Thought Experiment about School CCW

Status
Not open for further replies.
Lots of schools already have armed security. I go to work at any high school, and there's usually at least one armed cop on-campus. Middle and Elementary schools aren't as heavily policed, but the high schools both in the area where I live and where I did my student teaching all have armed security.

But that doesn't mean that there's enough of it.
 
one armed cop
I take immense issue with this. Being in a building where one person has the means to harm everyone and no one else can do anything about it is very uncomfortable.
 
I take immense issue with this. Being in a building where one person has the means to harm everyone and no one else can do anything about it is very uncomfortable.
At least one armed cop. The school where I student taught had three. Most of the schools I sub at have one or two. They're great guys, on the whole. Never met a jerk cop in a school. What's your worry?
 
My worry is that if the cop ever decides to be a not so good guy it'll end up just like it would if someone else was shooting.
 
OK, you don't trust the cop to not turn into a mass murderer? Really? Steal a doughnut... I can see that. But when was the last time a cop opened fire on a crowd?

A little paranoia is a good thing. Too much is just... too much.
 
Sooooo your banking on the notion that the cop could go ballistic and shoot people, so we shouldnt have cop at the school and when an active shooter comes in we can blame the cops for not being there fast enough also??? What about cops that carry a gun while driving around all day???? Are you saying they couldnt do the exact samething???
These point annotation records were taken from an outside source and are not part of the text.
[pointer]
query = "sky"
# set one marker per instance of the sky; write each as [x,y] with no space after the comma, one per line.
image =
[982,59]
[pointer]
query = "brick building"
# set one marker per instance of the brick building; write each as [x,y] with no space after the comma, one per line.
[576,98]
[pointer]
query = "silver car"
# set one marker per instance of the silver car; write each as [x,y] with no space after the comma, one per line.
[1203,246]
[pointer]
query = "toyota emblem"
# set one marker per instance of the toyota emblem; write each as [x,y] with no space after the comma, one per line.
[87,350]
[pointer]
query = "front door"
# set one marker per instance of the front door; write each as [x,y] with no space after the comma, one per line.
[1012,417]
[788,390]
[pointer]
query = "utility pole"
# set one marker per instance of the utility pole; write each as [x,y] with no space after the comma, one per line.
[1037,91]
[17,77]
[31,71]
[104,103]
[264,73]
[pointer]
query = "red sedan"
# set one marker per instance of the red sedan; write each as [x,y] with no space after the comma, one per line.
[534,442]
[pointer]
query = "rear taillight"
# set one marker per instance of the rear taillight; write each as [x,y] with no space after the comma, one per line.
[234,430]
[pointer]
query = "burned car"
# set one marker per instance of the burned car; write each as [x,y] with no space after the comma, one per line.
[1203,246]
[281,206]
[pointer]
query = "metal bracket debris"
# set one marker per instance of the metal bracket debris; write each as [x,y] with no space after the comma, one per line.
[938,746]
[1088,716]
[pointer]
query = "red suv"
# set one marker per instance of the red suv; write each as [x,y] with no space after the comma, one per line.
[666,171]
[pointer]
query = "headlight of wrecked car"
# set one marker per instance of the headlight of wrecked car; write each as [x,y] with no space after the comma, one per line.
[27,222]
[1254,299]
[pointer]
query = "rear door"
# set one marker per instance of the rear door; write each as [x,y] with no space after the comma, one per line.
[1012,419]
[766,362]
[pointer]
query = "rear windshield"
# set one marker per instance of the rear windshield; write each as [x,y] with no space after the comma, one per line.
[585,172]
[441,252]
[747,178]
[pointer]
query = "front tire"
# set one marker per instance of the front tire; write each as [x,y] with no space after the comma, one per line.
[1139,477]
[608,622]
Just doesn't make much sense........
 
I didn't say don't have a cop. But I'm not going to say I'd trust them any more than anyone else. I would rather take responsibility for my own safety.
 
An Extension of Volokh's Thoughts

The only answer to school mass murderers is IMMEDIATE armed response. While some will decry fighting violence with violence, it remains the only effective solution. We have fire extinguishers in all of our schools in case a fire breaks out. We should have "killer extinguishers" in place as well. An easy-to-use rifle, such as an M-1 Carbine or AR-15 in a securely locked container located at strategic points on the campus, and accessible only to trained school officials who carry keys might not save every life when a shooting rampage starts, but it would almost certainly lower the body count by orders of magnitude. The same locker could contain a "raid jacket" with body armor that would be instantly identifiable to responding police, lessening the likelihood that the armed school official would be mistaken for the shooter.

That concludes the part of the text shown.